Asimismo, sin abandonar al Sarduy de “El barroco y el neobarroco”, hay que posar la mirada sobre la intertextualidad –sobre todo, literaria y musical–, barajada aquí, ante quien lee, con desparpajo y sin ambajes. Fuera de los casos evidentes, que pululan a través de la narración completa, se hallan menciones de o referencias a: Sirena Selena, vestida de pena, de Mayra Santos Febres (36), El gringo viejo, de Carlos Fuentes (53), En una ciudad llamada San Juan, de René Marqués (109), “Olas y arenas”, de Sylvia Rexach (83).

Posiblemente, el rasgo que destapa la realidad exacerbada de la vida gay y que Daniel Torres plasma con brillantez, estriba en la crueldad pata, compañera siamesa de los entes marginales, quienes la blanden como única defensa a la menor provocación. Como se indicara, esto se desata de manera obvia en medio de la rivalidad, la envidia y el desamor (Montalvo 8), mas también con la manipulación de Aurelia al procurar que Fifí se enamore de Delirio para, luego, ponerla en brazos de Miguel (32-33) y en el preciso instante en que Delirio reacciona ante la vulnerabilidad de Lucy Fabery, su ídolo, al contemplarla en el hospital: “Te decepcionó del todo verla tan insignificante como cualquiera de tus propias tías en la cocina, con un moño insulso que le recogía el pelo” (28).

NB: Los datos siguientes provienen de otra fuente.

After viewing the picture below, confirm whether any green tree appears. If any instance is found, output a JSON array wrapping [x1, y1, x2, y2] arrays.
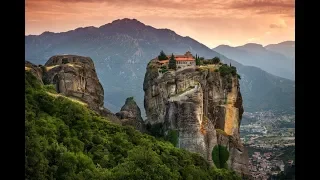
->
[[169, 54, 177, 70], [158, 51, 168, 61], [212, 57, 220, 64], [166, 130, 179, 146], [212, 145, 229, 169]]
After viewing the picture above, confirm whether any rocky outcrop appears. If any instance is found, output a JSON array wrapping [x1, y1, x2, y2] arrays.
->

Dicha crueldad reside en otros textos latinoamericanos: 41 o el muchacho que soñaba en fantasmas (Paolo Po), El lugar sin límites (José Donoso), El vampiro de la colonia Roma (Luis Zapata), Loco afán (Pedro Lemebel), Salón de belleza (Mario Bellatín), y las piezas puertorriqueñas: No quiero quedarme sola y vacía (Ángel Lozada), Nocturno y otros desamparos (Moisés Agosto Rosario), Dos centímetros de mar (Carlos Vázquez Cruz), Uñas pintadas de azul (Lawrence La Fountain-Stokes), Delirios de pasión y muerte (Max Chárriez), Mundo cruel (Luis Negrón) y Diario de una puta humilde (David Caleb Acevedo), entre otros.

Conclusión

En resumidas cuentas, Conversaciones con Aurelia exige diálogos críticos, literarios y extraliterarios dirigidos a atisbar su complejidad. Reencontrarse con esa voz fuera de tiempo que les habla a los personajes, con las ‘Cartas a Fifí’ –como prefiero denominar la tercera parte del libro– y con Daniel Torres articulando, una década más tarde, las casi exactas palabras de su voz de entonces, deviene en gusto y sorpresa. Súbitamente, uno cae en cuenta de que Aurelia no se despide del Pájaro Azul, sino que recesa hasta que un pasar de página le insufle, de nuevo, vida. Hoy la recibo como lo hice antes, solo que la suelto con mayor nostalgia porque su desgracia, cada vez, me contagia más o se contagia de la mía.